In her submission, KUTRRH chair Prof Olive Mugenda claimed they have no problem with KU medical students accessing the hospital.
“We never chased away KU university students. The university itself stopped postgraduate students from coming here. I wrote to get permission for the students to come to the facility and I am still waiting for a response,” Mugenda said.
The day-visit came after the university administration and students petitioned the Senate. The administration is keen to have it manage the multi-billion shilling hospital, while the students are interested in accessing it for studies.
Jafar Muhsin Kasaya, a fifth year medical student who signed the petition by students, said they travel daily 40 kilometres away to Kiambu County Hospital for studies.
“Do we want a system that churns out half-baked doctors? The University of Nairobi has KNH. Moi University has MTRH. Why can't Kenyatta University have KUTRRH is it more than meets the eye?” he posed.
The students also asked the Senate to recommend that Legal Notice No.4 of 2019, which recognises KUTRRH as a stand-alone parastatal be revoked.
“Even though the facility is fully functional, lecturers and medical students from Kenyatta University have been denied access by the hospital management for teaching and learning,” the students claimed in the petition.
Last week, Health CS Susan Nakhumicha told the Standing Committee on Health on Friday that a primary accreditation report indicated that there will be a limit on the number of students the hospital can accommodate.
This was after a team from the Kenya Medical Practitioners and Dentists Council led by the CEO David Kariuki inspected KUTRRH to assess its preparedness to receive KU medical trainees.

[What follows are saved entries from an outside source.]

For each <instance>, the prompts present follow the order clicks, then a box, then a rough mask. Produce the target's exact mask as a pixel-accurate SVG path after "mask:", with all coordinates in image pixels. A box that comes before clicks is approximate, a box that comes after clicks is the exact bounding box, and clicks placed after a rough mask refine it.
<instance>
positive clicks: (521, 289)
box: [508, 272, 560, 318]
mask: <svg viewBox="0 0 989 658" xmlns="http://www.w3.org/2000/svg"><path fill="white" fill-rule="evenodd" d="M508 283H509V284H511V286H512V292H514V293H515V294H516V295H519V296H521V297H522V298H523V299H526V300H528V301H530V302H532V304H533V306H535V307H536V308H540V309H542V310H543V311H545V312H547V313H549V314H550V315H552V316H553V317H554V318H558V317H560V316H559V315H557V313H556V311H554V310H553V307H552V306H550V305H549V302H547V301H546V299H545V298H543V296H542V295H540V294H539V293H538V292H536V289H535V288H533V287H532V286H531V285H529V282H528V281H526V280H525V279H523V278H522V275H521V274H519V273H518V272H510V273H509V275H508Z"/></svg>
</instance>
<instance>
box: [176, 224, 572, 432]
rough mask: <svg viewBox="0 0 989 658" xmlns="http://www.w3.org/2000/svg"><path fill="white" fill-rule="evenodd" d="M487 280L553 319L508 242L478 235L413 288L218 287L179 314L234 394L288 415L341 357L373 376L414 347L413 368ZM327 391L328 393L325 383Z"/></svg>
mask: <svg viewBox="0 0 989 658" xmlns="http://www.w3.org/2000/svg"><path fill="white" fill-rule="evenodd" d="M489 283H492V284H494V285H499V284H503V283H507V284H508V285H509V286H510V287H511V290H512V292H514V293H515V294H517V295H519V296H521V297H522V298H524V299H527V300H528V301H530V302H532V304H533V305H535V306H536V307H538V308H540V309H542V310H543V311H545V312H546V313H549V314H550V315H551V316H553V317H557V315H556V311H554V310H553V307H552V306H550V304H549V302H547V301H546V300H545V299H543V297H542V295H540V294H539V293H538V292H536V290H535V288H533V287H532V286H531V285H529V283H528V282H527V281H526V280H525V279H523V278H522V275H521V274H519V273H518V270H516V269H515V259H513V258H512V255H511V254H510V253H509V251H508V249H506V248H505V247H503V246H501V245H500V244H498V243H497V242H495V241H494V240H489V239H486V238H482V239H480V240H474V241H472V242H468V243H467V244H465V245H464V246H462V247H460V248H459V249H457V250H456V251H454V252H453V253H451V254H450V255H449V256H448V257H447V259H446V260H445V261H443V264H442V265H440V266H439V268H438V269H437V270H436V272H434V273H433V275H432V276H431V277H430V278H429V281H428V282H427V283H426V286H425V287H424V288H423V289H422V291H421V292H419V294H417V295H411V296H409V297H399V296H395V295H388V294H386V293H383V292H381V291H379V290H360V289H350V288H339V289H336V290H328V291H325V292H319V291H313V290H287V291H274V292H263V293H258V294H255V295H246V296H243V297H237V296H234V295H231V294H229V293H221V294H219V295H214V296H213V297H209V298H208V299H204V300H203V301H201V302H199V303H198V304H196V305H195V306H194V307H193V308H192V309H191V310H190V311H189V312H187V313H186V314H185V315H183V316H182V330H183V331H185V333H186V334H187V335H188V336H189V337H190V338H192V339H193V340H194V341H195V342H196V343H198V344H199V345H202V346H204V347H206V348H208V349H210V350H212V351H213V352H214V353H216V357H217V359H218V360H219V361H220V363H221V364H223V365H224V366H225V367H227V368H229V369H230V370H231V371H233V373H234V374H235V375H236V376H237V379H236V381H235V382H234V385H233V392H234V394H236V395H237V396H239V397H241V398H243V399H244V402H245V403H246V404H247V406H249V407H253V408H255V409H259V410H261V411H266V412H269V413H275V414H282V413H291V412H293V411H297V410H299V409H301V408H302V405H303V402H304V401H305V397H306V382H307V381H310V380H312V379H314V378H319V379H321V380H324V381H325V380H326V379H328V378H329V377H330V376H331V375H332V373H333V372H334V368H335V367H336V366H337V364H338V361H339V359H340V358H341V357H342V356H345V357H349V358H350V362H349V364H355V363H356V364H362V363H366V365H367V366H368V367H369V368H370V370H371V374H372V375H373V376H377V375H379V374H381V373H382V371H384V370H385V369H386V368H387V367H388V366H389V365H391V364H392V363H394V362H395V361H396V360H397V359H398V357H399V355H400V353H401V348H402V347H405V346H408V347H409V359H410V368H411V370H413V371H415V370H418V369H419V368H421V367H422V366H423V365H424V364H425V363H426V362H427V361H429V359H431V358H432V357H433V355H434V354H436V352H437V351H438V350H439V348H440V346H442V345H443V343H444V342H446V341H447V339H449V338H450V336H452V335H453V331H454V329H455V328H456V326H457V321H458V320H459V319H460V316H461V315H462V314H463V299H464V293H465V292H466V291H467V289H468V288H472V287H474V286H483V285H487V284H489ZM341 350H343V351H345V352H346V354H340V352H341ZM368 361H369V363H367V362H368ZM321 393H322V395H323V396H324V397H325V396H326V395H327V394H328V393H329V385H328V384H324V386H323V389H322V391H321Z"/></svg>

Inspection is a pre-condition for any hospital to receive approval from the council to accept students.
Nakhumicha said the hospital's readiness to accommodate students will largely depend on the accreditation report and confirmed that a preliminary report is already available.
“Based on its findings, the hospital is expected to initiate student training as planned within the stipulated three months,” she said.
“However, the report might indicate some limitations regarding the initial number of students the hospital can accommodate, taking into account factors like bed capacity and logistical considerations,” she added.